Saturday, April 6, 2013

Hand In Hand

My battle with ASD has been a struggle. Most days it's not as obvious as it was today.Today at the soccer field, it was more obvious than most days. My sweet baby girl was off to the side away from the team during half time. I could see the distance she puts between her and other people. Not because she wants too or that she doesn't want to get along with them, it's because she doesn't know how. 
My heart was torn, this wasn't what I had planned. She had a rough start to life coming into this world at a little shy of 26 weeks and weighing in at 1lb 10oz. we had the normal struggles through the NICU. Once we got to the toddler years we had speech therapy and was more worried about her lungs than the obvious signs that there was something wrong. I didn't worry that she didn't want to be held, that it actually irritated her. I was so glad she was breathing on her own and trying to walk.
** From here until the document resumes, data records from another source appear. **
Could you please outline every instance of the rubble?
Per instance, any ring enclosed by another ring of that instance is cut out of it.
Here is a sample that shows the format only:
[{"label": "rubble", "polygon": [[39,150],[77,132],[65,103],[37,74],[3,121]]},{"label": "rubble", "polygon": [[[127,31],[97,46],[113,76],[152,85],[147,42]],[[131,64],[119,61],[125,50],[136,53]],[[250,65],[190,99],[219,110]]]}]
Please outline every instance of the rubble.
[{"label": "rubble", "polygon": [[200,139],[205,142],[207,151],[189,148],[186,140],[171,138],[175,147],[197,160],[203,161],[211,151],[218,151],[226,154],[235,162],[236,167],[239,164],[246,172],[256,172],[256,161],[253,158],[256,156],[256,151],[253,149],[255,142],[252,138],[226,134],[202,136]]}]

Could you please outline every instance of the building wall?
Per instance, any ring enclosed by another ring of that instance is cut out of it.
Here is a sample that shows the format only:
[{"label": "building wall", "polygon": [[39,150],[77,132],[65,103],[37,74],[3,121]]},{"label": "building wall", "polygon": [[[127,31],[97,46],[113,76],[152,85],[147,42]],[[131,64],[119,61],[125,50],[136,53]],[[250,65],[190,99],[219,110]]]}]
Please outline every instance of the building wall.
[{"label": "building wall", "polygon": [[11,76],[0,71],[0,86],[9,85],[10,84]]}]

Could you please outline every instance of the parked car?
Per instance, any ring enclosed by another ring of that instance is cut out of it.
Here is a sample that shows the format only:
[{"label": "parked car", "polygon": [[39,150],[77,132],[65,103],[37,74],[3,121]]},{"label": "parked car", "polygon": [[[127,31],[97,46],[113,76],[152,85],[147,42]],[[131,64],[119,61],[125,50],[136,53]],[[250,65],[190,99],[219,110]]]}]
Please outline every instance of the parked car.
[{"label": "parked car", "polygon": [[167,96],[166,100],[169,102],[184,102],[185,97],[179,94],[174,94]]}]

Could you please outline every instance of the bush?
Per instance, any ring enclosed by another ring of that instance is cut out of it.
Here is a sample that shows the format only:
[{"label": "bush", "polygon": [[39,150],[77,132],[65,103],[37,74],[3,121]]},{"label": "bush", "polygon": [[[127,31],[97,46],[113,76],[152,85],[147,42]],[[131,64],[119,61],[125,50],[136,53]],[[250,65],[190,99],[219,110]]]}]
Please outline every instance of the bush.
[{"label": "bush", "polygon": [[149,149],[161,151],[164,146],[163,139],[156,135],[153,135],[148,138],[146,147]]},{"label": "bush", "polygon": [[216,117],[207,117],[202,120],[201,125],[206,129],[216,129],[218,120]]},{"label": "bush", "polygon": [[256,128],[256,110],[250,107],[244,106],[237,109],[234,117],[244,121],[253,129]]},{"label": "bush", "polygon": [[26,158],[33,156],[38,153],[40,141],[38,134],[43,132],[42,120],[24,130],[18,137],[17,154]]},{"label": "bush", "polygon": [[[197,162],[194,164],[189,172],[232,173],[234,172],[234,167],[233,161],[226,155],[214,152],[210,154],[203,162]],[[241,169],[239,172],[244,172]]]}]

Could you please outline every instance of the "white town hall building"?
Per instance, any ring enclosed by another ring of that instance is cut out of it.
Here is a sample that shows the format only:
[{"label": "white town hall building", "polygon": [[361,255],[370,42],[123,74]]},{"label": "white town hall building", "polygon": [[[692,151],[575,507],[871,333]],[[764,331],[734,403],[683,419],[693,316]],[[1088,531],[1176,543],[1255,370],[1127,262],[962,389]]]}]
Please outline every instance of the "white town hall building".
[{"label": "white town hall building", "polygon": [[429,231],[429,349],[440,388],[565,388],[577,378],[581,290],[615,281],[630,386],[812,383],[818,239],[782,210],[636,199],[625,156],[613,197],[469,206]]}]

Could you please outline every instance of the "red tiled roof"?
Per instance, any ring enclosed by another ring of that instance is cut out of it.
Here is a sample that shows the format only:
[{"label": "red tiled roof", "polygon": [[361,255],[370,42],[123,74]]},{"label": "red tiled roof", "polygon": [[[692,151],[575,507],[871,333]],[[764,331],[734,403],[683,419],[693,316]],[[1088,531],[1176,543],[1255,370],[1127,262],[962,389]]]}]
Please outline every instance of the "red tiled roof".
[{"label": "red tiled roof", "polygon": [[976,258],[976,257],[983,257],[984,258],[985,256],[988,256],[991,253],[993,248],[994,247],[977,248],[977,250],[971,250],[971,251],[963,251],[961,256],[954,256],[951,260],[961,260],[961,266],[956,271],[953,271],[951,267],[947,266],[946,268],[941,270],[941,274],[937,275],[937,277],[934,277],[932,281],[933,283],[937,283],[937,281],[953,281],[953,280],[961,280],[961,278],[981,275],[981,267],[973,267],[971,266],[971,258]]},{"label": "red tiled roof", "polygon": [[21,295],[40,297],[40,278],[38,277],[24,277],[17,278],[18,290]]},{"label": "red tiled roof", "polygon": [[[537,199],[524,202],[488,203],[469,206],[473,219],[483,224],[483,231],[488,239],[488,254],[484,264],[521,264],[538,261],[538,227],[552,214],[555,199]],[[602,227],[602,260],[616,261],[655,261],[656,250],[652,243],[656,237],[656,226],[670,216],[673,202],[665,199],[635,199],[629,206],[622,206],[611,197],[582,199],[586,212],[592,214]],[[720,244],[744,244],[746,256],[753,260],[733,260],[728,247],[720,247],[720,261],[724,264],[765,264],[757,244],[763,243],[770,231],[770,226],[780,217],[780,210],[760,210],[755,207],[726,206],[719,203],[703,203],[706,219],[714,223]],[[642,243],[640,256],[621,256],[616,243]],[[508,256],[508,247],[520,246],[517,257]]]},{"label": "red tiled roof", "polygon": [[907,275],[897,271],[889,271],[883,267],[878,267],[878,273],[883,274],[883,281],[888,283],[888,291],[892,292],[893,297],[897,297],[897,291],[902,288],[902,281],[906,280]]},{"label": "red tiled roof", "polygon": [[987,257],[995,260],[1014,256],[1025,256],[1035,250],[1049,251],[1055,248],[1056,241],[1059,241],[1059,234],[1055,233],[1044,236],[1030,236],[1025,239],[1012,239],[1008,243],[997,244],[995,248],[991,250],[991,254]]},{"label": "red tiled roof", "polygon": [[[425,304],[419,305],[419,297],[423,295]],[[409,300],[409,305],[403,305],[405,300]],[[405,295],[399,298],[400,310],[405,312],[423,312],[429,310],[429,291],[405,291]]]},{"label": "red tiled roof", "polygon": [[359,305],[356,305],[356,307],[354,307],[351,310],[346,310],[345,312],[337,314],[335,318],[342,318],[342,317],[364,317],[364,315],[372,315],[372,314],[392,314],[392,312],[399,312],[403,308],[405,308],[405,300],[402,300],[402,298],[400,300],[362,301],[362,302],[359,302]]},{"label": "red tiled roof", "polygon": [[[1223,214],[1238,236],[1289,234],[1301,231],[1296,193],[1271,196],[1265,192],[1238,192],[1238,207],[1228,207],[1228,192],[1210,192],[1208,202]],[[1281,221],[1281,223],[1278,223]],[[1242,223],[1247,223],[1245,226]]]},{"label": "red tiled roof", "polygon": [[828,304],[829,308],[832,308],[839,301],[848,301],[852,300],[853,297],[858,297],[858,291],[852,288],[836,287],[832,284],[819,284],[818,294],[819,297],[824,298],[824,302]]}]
I will never let her know how much it worries me and breaks my heart seeing her try to fit in and not understand why other children find it odd with some of the habits she has. 
After the game walking hand in hand with her, I quickly reminded myself how much I love her and knowing there's nothing I wouldn't do to protect her. Then it hit me, what will happen after I'm gone. Who will be there cheering her on? Giving her a thumbs up when she's done something right or holding her when she's crying and can't understand why her "friend" would do something to hurt her. I've tried to tell her you can't trust everyone but she doesn't understand. Her reality isn't there, if they say they are her friend she trusts them and gets hurt over and over again. I can't be there all the time but it's hard to see her hurt.
There's a reason God gave me everything that He has but I wonder some times that it's too much. I just have to hang in there and wait. I have to quickly remind myself I don't have time to feel sorry for me, I have my child to teach what she needs to know and be here for her and her three siblings.